Thread: Oracle migration : size on disk of data file greater in PG
Hi, At a customer site, we've made a migration from Oracle 8.1.5 to PGSQL 8.1.1. The migration happened without any problem and now the performances are better with PG than with Ora, but the customer noticed that the size of PG on disk where much greater than the size on disk of Oracle. And I'm not able to find an easy explanation. Is it normal, due to inner data storage mecanisms differents between Oracle and PG ? Of course, we've run VACUUM on both DB before measuring the size on disk. The database is used to store statistical data by month and therefore contain dozen of tables of the same layout containing most of the time hundred of thousands records. Thank you, Benoit Gerrienne
Hi Benoit, Are you talking specifically the database? You can run up 100's of gigs of log files in pg_log if you're not careful (he says after doing the very same). Cheers Chris -----Original Message----- From: Benoit.Gerrienne@BULL.BE [mailto:Benoit.Gerrienne@BULL.BE] Sent: 19 September 2006 10:01 To: pgsql-general@postgresql.org Subject: [GENERAL] Oracle migration : size on disk of data file greater in PG Hi, At a customer site, we've made a migration from Oracle 8.1.5 to PGSQL 8.1.1. The migration happened without any problem and now the performances are better with PG than with Ora, but the customer noticed that the size of PG on disk where much greater than the size on disk of Oracle.
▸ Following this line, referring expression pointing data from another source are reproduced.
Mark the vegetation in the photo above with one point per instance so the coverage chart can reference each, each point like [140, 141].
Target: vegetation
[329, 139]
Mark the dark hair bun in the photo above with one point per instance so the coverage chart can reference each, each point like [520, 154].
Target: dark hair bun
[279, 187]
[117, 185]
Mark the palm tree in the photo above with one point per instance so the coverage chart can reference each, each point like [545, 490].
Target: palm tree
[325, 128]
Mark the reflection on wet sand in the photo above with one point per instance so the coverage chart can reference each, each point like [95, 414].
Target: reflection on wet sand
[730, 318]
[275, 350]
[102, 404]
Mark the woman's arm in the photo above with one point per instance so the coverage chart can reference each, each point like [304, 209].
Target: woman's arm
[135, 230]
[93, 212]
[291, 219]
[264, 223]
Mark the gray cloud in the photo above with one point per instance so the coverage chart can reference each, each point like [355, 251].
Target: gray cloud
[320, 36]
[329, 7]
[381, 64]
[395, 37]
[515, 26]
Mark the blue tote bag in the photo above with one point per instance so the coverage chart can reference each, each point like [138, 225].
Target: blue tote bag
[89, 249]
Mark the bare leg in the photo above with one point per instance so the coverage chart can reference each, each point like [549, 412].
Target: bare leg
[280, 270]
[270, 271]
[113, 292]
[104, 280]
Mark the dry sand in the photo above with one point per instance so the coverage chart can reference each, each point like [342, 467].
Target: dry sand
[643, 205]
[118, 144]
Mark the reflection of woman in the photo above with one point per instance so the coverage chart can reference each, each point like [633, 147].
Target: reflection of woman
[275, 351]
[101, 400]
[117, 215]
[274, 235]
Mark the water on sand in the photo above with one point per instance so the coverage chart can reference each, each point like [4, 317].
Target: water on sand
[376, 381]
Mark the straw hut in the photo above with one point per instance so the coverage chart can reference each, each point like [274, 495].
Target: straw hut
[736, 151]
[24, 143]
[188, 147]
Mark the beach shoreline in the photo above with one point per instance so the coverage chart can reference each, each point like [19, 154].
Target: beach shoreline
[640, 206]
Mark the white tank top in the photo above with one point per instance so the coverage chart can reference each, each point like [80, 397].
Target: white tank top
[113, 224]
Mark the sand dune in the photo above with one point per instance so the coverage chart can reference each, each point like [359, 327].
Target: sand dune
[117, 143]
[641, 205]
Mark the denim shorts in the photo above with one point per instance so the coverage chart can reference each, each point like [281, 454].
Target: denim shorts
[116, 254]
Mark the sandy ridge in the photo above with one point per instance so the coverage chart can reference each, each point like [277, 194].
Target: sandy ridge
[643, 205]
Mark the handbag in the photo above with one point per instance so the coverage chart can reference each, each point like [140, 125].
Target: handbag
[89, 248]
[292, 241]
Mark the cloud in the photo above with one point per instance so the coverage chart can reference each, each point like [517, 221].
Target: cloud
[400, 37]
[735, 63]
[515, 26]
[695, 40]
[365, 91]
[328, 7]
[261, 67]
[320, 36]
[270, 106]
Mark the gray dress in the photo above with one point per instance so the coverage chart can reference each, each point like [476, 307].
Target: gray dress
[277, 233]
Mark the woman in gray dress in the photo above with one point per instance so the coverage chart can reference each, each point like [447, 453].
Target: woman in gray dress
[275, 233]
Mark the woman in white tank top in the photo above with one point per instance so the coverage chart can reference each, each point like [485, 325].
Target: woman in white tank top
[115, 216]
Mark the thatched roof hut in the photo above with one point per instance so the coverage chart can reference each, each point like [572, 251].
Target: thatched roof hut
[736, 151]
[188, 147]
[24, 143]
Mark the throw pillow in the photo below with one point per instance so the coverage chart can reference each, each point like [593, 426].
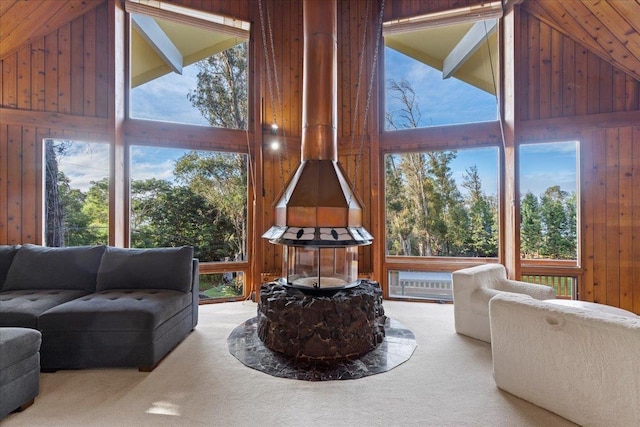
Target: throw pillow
[153, 268]
[39, 267]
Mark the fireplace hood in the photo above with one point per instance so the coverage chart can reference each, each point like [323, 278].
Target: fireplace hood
[319, 207]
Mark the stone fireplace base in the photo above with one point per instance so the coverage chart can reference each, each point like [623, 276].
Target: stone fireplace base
[396, 348]
[343, 335]
[340, 324]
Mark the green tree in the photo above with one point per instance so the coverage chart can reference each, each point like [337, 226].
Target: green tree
[417, 187]
[221, 180]
[163, 214]
[447, 221]
[54, 210]
[556, 242]
[96, 208]
[400, 216]
[483, 236]
[531, 226]
[221, 92]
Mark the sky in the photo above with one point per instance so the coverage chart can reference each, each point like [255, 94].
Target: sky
[441, 102]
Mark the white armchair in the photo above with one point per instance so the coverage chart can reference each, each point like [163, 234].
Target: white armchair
[473, 288]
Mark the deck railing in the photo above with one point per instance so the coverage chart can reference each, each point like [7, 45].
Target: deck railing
[562, 276]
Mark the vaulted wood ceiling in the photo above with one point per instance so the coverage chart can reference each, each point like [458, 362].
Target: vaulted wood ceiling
[609, 28]
[23, 21]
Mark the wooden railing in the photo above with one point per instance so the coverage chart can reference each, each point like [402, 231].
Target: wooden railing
[563, 276]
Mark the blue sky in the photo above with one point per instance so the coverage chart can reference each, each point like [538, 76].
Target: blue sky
[441, 102]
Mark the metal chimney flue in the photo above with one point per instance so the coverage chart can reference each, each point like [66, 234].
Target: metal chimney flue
[318, 216]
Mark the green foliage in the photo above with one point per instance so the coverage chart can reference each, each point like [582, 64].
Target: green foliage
[164, 214]
[548, 228]
[221, 93]
[221, 180]
[531, 226]
[482, 239]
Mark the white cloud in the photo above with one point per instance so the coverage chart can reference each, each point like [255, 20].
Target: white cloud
[84, 163]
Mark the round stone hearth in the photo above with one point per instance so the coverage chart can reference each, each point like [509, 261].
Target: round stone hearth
[347, 323]
[318, 353]
[396, 348]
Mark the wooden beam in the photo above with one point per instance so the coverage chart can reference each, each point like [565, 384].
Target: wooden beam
[118, 188]
[149, 29]
[477, 35]
[566, 126]
[484, 134]
[510, 201]
[43, 119]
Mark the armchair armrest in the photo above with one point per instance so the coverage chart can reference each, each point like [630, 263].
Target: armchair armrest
[539, 292]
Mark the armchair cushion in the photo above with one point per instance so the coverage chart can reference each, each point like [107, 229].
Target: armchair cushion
[474, 287]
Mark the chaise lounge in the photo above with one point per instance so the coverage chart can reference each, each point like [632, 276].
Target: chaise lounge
[100, 306]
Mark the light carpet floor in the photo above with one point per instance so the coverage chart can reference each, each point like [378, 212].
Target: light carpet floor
[447, 382]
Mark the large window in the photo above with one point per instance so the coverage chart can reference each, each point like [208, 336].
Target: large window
[440, 73]
[76, 199]
[196, 198]
[442, 203]
[549, 215]
[548, 206]
[188, 67]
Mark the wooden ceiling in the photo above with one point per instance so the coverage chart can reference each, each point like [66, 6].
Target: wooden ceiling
[609, 28]
[23, 21]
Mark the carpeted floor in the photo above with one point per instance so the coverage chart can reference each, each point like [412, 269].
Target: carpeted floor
[447, 382]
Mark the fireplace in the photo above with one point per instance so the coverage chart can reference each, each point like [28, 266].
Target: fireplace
[319, 309]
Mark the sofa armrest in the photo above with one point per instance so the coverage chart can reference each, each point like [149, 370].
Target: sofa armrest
[540, 292]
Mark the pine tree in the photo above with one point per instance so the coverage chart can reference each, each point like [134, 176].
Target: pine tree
[221, 92]
[530, 227]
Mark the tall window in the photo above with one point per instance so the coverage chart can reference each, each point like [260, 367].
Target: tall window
[442, 203]
[548, 205]
[76, 200]
[440, 73]
[186, 65]
[196, 198]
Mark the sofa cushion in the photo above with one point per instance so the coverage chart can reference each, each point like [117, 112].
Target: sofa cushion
[39, 267]
[153, 268]
[16, 345]
[124, 310]
[7, 252]
[24, 307]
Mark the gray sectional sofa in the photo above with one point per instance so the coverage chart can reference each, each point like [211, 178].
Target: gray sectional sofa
[100, 306]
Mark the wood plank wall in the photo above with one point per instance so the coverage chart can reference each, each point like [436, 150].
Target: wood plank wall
[564, 79]
[56, 87]
[569, 93]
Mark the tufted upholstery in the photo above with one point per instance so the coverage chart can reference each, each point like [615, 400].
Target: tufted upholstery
[22, 308]
[19, 368]
[148, 304]
[115, 328]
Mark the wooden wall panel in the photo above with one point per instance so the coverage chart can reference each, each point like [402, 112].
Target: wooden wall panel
[62, 72]
[4, 187]
[611, 217]
[565, 79]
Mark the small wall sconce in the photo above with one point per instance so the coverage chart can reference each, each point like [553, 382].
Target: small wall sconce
[273, 142]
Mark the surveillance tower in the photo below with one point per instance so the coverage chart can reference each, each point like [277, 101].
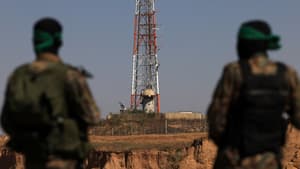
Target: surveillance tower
[145, 84]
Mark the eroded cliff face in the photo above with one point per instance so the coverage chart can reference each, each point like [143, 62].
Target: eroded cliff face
[190, 157]
[195, 155]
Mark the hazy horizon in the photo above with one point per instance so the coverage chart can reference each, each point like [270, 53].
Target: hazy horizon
[196, 39]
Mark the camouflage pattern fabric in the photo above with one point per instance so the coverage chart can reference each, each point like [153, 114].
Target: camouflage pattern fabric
[79, 111]
[227, 91]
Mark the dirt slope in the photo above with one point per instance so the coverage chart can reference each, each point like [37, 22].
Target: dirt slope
[181, 151]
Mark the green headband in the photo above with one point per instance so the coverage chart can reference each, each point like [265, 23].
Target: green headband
[250, 33]
[46, 39]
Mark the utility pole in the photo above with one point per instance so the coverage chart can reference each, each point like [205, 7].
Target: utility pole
[145, 83]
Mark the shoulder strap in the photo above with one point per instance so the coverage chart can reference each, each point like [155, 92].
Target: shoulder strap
[245, 68]
[281, 68]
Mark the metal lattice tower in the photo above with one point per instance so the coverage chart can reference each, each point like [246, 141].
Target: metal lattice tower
[144, 60]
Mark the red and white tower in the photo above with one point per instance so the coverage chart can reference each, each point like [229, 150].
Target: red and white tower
[145, 84]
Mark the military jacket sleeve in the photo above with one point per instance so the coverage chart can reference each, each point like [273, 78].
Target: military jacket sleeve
[5, 115]
[294, 101]
[81, 99]
[225, 92]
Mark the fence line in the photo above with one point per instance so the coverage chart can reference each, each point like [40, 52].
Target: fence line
[148, 126]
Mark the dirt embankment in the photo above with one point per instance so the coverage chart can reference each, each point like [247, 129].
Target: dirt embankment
[181, 151]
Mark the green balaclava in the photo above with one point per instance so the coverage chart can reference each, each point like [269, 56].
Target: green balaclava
[47, 36]
[256, 37]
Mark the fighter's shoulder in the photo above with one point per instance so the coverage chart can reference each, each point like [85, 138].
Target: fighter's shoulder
[232, 67]
[19, 69]
[290, 70]
[74, 72]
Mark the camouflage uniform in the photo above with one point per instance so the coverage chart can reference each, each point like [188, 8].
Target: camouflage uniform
[81, 108]
[226, 92]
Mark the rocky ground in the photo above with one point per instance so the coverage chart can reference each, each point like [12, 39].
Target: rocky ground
[180, 151]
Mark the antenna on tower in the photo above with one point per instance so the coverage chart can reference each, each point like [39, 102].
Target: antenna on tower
[145, 84]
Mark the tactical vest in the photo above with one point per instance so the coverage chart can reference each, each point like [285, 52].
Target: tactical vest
[38, 112]
[258, 122]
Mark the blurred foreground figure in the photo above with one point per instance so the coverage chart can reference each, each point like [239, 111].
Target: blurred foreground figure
[252, 103]
[48, 106]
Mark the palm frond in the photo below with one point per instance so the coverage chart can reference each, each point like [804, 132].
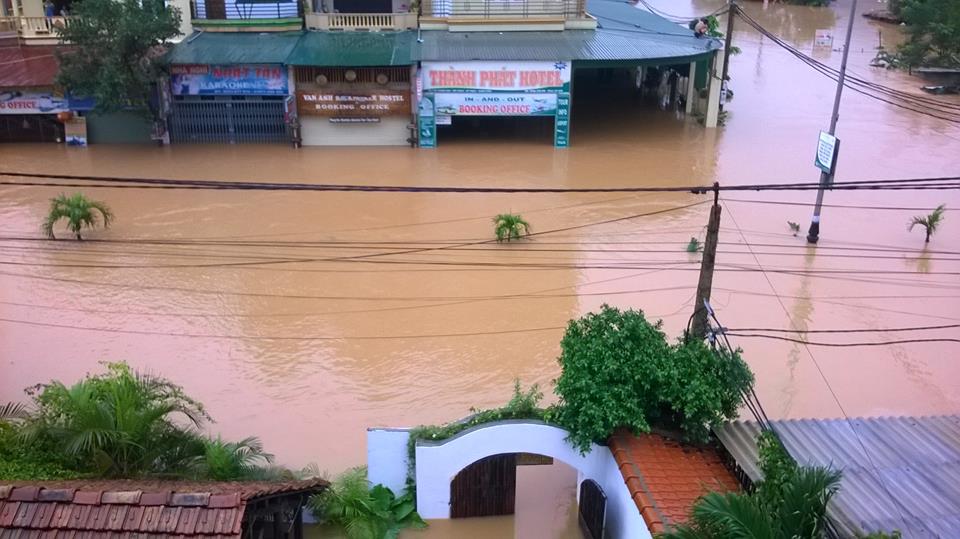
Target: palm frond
[13, 411]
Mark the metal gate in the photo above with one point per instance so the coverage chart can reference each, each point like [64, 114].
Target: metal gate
[230, 119]
[485, 488]
[593, 508]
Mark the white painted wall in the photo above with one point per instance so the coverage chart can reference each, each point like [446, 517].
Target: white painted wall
[389, 131]
[439, 462]
[387, 458]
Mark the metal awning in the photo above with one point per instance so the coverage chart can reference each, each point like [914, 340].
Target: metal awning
[234, 48]
[353, 49]
[899, 473]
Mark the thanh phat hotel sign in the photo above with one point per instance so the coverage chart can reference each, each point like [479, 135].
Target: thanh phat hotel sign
[485, 88]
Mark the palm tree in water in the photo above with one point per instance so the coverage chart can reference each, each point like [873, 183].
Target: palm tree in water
[929, 222]
[509, 226]
[79, 211]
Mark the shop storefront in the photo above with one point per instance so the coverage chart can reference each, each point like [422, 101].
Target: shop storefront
[449, 90]
[41, 116]
[354, 106]
[240, 103]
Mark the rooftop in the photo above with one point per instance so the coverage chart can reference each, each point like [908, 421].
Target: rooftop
[666, 477]
[131, 508]
[908, 478]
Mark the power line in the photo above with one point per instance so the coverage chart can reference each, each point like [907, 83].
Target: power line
[842, 345]
[880, 330]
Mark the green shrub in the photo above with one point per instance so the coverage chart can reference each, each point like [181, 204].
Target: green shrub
[363, 512]
[619, 371]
And I'm not able to find an easy explanation. Is it normal, due to inner data storage mecanisms differents between Oracle and PG ? Of course, we've run VACUUM on both DB before measuring the size on disk. The database is used to store statistical data by month and therefore contain dozen of tables of the same layout containing most of the time hundred of thousands records. Thank you, Benoit Gerrienne ---------------------------(end of broadcast)--------------------------- TIP 3: Have you checked our extensive FAQ? http://www.postgresql.org/docs/faq ----------------------------------------- The information contained in this email is confidential and is intended for the recipient only. If you have received it in error, please notify us immediately by reply email and then delete it from your system. Please do not copy it or use it for any purposes, or disclose its contents to any other person or store or copy this information in any medium. The views contained in this email are those of the author and not necessarily those of Lorien plc. Thank you for your co-operation.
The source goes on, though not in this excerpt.